Asthaba Jadeja
Abstract
On August 3, 2023, the Central Government presented the Digital Personal Data Protection Bill (DPDP), 2023, before the Lok Sabha. This legislative proposal delineates stipulations applicable to enterprises engaged in data management and processing, along with safeguarding individual entitlements. The principal objective of this bill is to disallow the transfer of data across international borders, impose penalties on corporations for breaches of data security, and furnish a structured groundwork for the establishment of a data protection authority, entrusted with the oversight of adherence to these regulations.
Since it was introduced in the Lok Sabha on 3 August, it took less than two hours for the Bill to be cleared in both houses without much opposition, and 10 days to be notified. The Bill became an Act without any amendments, except for a correction in a section referenced by Information Technology minister Ashwini Vaishnaw himself. Unlike the previous iterations, the DPDPB appears to have been framed in an urgency and does not adhere to its own foundational principles in the explanatory note: “openness, safety and trust, and accountability.”
Background
Enacted in 2018, the General Data Protection Regulation (GDPR) stands as a seminal data privacy regulation pioneered by the European Union (EU), designed to fortify the security and privacy of personal data for EU citizens. This framework meticulously outlines protocols for the acquisition, handling, and retention of personal information by organizations, affording individuals augmented authority over their own data. Concomitantly, the Indian Digital Data Protection Bill of 2023 derives inspiration from the GDPR’s foundational tenets, albeit with adaptations tailored to India’s unique digital landscape.
India lacked an independent legislation dedicated to data protection. The usage of personal data was governed under the Information Technology (IT) Act of 2000. In 2017, the national government established a panel of experts on Data Protection, chaired by Justice B. N. Srikrishna, with the mandate to assess data protection concerns in the nation.

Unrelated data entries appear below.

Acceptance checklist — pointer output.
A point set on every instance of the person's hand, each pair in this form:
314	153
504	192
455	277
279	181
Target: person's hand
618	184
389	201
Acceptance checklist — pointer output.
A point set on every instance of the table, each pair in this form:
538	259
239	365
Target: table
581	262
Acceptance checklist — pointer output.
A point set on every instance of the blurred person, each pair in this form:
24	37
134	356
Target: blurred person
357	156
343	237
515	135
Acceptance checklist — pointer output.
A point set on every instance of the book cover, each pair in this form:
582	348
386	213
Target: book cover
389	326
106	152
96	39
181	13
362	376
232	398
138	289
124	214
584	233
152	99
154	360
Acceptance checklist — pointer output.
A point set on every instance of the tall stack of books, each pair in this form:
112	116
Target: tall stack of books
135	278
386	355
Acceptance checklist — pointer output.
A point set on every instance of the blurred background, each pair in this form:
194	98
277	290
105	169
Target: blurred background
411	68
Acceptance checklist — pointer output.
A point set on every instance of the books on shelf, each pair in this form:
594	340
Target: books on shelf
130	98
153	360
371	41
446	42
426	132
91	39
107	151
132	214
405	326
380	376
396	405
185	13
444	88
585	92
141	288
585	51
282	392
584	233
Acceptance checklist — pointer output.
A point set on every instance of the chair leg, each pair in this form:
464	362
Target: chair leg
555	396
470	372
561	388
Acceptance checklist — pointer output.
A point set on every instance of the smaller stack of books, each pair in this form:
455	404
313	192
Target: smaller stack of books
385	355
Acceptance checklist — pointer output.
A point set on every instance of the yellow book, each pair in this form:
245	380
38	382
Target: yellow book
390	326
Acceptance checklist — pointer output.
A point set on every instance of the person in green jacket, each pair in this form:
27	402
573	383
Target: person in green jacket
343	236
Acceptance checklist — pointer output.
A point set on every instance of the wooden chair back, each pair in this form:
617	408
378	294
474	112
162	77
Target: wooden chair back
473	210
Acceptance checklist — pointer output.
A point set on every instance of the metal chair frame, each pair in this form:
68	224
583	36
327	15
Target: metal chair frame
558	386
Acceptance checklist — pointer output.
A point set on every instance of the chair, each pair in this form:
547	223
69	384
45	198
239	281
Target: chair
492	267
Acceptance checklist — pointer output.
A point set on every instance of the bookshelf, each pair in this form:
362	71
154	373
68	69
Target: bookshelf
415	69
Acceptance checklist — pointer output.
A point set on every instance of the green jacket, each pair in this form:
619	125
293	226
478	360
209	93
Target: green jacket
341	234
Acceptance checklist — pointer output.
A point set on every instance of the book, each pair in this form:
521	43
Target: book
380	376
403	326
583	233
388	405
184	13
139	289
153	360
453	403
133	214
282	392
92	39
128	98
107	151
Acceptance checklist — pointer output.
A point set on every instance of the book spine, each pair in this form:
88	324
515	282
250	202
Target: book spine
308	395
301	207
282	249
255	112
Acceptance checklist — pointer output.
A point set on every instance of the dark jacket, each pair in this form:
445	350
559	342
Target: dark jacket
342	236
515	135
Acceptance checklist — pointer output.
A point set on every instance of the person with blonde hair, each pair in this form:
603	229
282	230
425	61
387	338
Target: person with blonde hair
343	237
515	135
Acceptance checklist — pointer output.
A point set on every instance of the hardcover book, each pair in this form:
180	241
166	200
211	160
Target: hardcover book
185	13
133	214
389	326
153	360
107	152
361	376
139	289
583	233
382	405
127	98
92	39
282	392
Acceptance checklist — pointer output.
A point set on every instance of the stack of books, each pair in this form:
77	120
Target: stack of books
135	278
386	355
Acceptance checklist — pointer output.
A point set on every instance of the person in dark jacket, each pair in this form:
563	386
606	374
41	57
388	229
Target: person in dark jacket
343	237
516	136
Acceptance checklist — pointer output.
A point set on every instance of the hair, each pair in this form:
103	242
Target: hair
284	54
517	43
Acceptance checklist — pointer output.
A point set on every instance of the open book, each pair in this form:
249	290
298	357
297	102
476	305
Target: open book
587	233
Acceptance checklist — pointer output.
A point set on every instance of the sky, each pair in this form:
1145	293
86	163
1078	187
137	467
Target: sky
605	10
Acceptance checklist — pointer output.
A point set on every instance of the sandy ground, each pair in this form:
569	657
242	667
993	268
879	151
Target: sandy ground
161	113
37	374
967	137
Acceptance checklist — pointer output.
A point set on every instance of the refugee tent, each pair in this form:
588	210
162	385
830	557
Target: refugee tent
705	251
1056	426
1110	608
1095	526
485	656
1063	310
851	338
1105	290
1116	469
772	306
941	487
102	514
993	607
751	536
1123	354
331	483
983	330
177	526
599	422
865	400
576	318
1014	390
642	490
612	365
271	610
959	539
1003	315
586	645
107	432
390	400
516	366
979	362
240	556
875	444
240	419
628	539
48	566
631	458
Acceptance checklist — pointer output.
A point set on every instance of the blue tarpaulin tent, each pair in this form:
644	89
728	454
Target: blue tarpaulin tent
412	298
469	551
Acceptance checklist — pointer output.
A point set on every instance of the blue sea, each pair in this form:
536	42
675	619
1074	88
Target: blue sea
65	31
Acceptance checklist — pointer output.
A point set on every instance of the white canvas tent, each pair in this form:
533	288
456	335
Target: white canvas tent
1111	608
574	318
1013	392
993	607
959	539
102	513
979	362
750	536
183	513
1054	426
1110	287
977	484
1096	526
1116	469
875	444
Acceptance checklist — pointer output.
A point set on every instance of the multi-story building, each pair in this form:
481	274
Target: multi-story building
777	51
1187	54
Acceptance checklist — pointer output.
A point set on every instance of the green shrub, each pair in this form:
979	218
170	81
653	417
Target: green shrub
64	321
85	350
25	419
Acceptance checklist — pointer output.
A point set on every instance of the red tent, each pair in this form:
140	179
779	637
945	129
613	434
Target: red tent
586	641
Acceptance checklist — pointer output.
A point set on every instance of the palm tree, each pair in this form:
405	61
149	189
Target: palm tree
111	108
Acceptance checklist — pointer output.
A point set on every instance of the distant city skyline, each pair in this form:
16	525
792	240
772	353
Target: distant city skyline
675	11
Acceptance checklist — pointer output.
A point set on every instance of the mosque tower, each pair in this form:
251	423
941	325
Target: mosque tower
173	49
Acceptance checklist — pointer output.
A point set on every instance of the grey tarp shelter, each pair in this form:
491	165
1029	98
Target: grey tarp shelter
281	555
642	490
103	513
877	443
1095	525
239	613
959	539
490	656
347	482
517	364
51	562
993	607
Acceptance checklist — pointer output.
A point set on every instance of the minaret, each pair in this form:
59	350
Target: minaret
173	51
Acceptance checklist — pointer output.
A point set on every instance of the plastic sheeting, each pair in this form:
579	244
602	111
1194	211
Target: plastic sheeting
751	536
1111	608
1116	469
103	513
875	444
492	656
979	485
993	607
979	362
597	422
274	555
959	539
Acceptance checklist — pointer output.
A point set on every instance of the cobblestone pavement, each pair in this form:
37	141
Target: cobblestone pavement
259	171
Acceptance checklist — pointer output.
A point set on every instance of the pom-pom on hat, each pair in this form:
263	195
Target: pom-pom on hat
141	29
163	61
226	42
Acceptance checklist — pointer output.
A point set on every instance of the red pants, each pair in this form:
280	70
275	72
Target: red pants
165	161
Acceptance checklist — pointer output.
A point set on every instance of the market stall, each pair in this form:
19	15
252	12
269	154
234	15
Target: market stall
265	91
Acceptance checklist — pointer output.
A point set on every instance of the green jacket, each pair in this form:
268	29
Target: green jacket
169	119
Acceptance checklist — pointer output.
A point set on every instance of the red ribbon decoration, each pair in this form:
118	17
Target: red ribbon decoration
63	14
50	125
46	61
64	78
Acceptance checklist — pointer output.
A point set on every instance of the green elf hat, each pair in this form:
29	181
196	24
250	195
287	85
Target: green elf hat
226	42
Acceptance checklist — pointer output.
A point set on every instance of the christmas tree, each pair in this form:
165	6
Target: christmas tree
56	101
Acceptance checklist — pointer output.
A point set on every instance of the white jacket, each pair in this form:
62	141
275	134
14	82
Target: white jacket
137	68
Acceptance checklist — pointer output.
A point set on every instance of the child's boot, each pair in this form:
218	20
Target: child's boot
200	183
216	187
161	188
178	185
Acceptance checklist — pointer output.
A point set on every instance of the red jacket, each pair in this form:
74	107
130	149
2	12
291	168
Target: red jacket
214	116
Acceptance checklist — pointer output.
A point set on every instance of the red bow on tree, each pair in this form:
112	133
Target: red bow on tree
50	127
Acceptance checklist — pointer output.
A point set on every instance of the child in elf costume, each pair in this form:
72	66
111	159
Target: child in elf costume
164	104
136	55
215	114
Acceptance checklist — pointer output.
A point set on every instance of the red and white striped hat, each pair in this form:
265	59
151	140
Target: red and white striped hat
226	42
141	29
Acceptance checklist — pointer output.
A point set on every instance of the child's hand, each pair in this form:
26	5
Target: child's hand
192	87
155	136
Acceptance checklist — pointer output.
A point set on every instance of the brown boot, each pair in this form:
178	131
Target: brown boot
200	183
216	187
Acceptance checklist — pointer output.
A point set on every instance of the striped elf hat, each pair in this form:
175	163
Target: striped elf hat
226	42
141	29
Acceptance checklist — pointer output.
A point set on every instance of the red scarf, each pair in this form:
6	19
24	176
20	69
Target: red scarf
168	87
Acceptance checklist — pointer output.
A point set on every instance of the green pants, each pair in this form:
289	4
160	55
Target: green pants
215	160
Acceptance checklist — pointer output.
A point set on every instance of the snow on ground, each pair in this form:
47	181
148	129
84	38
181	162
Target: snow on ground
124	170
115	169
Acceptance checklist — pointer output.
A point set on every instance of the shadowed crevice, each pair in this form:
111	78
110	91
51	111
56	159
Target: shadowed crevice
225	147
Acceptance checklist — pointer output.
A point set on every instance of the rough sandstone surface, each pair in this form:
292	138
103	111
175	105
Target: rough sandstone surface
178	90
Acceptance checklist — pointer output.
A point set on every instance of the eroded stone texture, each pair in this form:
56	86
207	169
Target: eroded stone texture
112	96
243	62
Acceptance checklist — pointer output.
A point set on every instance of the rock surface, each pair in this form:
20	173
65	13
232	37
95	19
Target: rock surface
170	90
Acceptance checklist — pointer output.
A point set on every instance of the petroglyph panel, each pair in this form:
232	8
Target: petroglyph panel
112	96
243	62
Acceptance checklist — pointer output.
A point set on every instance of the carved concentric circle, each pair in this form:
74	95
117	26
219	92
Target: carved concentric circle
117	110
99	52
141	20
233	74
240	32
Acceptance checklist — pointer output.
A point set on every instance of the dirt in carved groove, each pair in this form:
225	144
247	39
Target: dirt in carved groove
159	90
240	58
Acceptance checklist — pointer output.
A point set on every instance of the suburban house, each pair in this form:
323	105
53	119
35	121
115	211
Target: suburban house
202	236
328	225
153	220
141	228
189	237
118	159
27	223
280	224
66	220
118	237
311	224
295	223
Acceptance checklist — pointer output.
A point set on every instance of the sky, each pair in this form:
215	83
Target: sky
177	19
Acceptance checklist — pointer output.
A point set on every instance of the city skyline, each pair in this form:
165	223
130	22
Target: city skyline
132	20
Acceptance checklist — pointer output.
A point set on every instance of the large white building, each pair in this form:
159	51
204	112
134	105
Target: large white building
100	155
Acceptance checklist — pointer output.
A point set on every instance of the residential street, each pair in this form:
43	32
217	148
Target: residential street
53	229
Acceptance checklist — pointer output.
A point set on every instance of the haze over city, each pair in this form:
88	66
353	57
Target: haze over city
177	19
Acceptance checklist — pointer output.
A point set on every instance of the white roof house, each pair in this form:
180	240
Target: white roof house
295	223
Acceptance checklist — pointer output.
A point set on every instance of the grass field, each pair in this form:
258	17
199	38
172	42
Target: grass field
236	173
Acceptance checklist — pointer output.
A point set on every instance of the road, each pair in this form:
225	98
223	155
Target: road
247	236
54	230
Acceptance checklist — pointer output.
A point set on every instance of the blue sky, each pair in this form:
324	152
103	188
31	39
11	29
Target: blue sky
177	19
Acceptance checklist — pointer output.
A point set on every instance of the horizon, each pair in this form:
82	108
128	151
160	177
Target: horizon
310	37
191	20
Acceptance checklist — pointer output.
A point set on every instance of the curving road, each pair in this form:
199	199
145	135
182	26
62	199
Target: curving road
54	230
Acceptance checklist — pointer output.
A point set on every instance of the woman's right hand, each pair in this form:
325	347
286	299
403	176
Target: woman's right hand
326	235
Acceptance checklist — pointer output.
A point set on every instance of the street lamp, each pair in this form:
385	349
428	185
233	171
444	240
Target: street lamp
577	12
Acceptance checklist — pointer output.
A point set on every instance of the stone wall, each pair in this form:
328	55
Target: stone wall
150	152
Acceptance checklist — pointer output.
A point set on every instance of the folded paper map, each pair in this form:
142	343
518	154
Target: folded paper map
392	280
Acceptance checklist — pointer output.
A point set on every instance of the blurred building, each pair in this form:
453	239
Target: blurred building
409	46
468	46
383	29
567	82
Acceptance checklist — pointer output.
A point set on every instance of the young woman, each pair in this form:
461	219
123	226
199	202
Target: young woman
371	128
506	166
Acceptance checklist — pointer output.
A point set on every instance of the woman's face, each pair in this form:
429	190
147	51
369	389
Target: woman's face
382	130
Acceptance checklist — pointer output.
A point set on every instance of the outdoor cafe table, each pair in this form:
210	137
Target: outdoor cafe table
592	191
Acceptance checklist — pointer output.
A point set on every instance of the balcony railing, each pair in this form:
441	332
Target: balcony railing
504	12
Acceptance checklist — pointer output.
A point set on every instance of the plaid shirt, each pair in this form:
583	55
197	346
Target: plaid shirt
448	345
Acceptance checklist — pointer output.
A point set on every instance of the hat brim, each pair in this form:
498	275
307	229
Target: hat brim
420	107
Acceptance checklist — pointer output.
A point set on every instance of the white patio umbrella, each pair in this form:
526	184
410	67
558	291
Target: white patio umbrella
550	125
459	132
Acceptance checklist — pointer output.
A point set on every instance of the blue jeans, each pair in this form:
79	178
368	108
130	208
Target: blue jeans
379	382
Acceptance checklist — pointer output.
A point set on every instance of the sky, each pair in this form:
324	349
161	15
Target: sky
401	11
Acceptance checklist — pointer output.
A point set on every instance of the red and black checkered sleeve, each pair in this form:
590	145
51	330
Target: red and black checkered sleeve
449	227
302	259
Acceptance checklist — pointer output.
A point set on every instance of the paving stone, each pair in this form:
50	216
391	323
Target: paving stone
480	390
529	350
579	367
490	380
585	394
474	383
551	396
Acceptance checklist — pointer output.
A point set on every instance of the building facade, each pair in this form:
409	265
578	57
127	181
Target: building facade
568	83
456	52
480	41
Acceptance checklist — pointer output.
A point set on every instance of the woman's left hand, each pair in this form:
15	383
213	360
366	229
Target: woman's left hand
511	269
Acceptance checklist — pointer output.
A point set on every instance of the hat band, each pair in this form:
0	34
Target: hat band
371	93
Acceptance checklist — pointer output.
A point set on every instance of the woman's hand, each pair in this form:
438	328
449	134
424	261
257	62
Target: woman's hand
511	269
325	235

The panel finalised its findings in July 2018. Guided by these recommendations, the Personal Data Protection Bill of 2019 was presented before the Lok Sabha in December 2019.
The bill was subsequently referred to a Joint Parliamentary Committee, which issued its report in December 2021. In August 2022, the bill was retracted from the parliamentary proceedings. Subsequently, a preliminary version of the bill was made available for public consultation in November 2022. This led to the introduction of the Digital Personal Data Protection Bill of 2023 in Parliament in August 2023. The DPDP Bill 2023 is the fifth iteration of the Bill since 2018.
The Bill
The DPDP Bill provides certain rights to data principals, which include right to access information about personal data including a summary of personal data being processed, the underlying processing activities and any other information as prescribed, and identities of all data fiduciaries and data principals with whom such data was shared; right to correction and erasure of personal data; right to nominate an individual to exercise rights on their behalf in the event of their death or incapacitation etc.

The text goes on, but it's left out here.